09/12/11

Andrew Niccol, IN TIME

USA, 2011. Con Matt Bomer, Johnny Galecki, Vincent Kartheiser, Cillian Murphy, Alex Pettyfer, Amanda Seyfried, Justin Timberlake, Olivia Wilde

In un futuro di ghetti contrapposti a quartieri privilegiati e altolocati, separati da vari settori con livelli di vita differenziati, Will Salas, appartenente ai ceti meno abbienti, dotato di soli 25 anni di vita come gli altri sottoproletari di questa società in cui il tempo di vita costituisce la risorsa economica fondamentale e opera come valore di scambio e moneta, riceve in regalo da un suicida delle classi alte un secolo di vita. Si trasferisce nei quartieri benestanti, ma la polizia, ritenendolo un omicida, lo insegue. Rapita la figlia di un miliardario appartenente alla casta di coloro che, possedendo risorse elevate, hanno potuto comprare tempo di vita potenzialmente illimitato, dopo una serie di inseguimenti e avventure, riesce a smantellare il sistema iniquo e a mettere in atto una rivoluzione del tempo che ridistribuirà in modo più giusto il benessere materiale, ergo, in questo caso in cui crónos coincide con la valuta, anche esistenziale.

Di Niccol ci avevano già persuaso positivamente GATTACA (1996) e SIMONE (2002).
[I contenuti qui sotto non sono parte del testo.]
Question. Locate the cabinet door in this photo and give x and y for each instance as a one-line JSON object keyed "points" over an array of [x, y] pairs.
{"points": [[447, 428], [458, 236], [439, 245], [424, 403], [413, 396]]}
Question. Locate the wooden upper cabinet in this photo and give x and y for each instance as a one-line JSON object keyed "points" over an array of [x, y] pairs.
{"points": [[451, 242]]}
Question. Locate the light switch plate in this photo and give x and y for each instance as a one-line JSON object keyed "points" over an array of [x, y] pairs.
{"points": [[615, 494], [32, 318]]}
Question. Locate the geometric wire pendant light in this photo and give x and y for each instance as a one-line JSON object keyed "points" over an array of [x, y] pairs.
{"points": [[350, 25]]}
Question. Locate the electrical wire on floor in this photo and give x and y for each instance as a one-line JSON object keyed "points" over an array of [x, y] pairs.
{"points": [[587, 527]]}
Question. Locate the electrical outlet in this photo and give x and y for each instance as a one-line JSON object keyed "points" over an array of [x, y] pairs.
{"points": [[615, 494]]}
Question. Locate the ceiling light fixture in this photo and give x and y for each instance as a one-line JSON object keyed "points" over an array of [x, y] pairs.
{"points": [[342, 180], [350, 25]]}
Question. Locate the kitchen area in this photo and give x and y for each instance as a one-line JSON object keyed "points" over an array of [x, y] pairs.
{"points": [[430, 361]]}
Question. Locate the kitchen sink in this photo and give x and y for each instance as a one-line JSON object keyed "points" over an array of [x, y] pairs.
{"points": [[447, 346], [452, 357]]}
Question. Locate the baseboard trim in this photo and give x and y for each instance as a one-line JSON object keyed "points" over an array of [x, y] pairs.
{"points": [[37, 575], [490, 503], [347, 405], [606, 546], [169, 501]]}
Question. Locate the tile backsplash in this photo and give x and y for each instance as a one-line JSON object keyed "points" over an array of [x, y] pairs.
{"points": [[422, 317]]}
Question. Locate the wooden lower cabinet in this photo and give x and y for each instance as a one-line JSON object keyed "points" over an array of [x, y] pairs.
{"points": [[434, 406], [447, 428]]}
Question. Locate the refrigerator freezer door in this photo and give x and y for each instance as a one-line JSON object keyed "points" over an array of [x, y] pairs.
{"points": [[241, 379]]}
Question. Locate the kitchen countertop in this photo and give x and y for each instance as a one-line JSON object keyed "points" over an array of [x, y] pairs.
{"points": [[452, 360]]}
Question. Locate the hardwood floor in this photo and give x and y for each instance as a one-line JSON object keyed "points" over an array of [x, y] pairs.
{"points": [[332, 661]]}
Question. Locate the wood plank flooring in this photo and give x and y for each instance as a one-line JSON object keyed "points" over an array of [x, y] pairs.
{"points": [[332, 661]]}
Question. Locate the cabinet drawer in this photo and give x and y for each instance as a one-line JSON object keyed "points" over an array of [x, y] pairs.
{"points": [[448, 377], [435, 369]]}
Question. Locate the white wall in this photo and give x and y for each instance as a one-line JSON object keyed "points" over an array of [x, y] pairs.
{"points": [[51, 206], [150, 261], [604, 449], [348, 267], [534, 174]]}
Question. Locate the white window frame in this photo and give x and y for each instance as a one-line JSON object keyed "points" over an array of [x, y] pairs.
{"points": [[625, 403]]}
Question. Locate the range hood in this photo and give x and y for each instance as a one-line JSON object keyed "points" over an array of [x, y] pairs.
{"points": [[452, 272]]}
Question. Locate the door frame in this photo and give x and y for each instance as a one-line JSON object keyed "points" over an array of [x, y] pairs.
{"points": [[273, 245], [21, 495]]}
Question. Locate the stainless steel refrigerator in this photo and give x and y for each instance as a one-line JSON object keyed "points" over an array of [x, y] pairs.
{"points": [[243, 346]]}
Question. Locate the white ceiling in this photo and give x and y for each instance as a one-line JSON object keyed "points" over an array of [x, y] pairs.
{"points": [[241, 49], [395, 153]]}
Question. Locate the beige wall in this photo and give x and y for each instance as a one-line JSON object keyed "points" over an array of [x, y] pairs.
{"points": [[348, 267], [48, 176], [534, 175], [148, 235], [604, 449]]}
Ci è piaciuto anche questo IN TIME; e discordiamo dalle critiche piuttosto tiepide che l'hanno accolto all'uscita nelle sale.

Se di allegoria forse facile si tratta, come osserva per esempio la recensione del "Guardian" [1], è vero però che ribadisce l'andamento distopico cui rimanda il termine reale, l'aspetto cioè orientato verso la contemporaneità di ineguaglianze globalizzate in cui viviamo, insomma la componente presente, che come sempre nella fantascienza impegnata è l'obiettivo del discorso critico insito nell'immaginario spostato nel futuro.

L'idea del tempo in quanto valuta sembra una metafora classica del capitalismo, rappresentata tramite una mutazione cibernetica del corpo umano, per cui il cronometro a ritroso, indicante quanto resta prima del decesso, è leggibile sull'avambraccio; e si trasforma in metastasi per l'angoscia e l'insicurezza da baumaniana società liquida che tale meccanismo biomeccanico provoca tra i diseredati, condannati a mancare non solo di un corso di esistenza adeguato a realizzare qualcosa di profondamente sentito, ma anche all'indigenza e a una quotidianità grama.

La parte spettacolare, chiamiamola così, ci ha interessato perché ha un suo realismo non esagerato da effetti speciali troppo pronunciati, controcorrente dunque rispetto a quelli oggi così comuni e ripetitivi nel cinema fantastico.

Gli scenari sono ben scelti e fotografati con un'estetica dello spazio dilatato in luoghi di Los Angeles, dove è stata girata la pellicola: sia il ghetto ambientato in periferie industriali allucinate; come pure i quartieri alti, i palazzi sontuosi ma razionalisticamente architettati e le quadrature ampie e asettiche della buona società esclusiva ed escludente.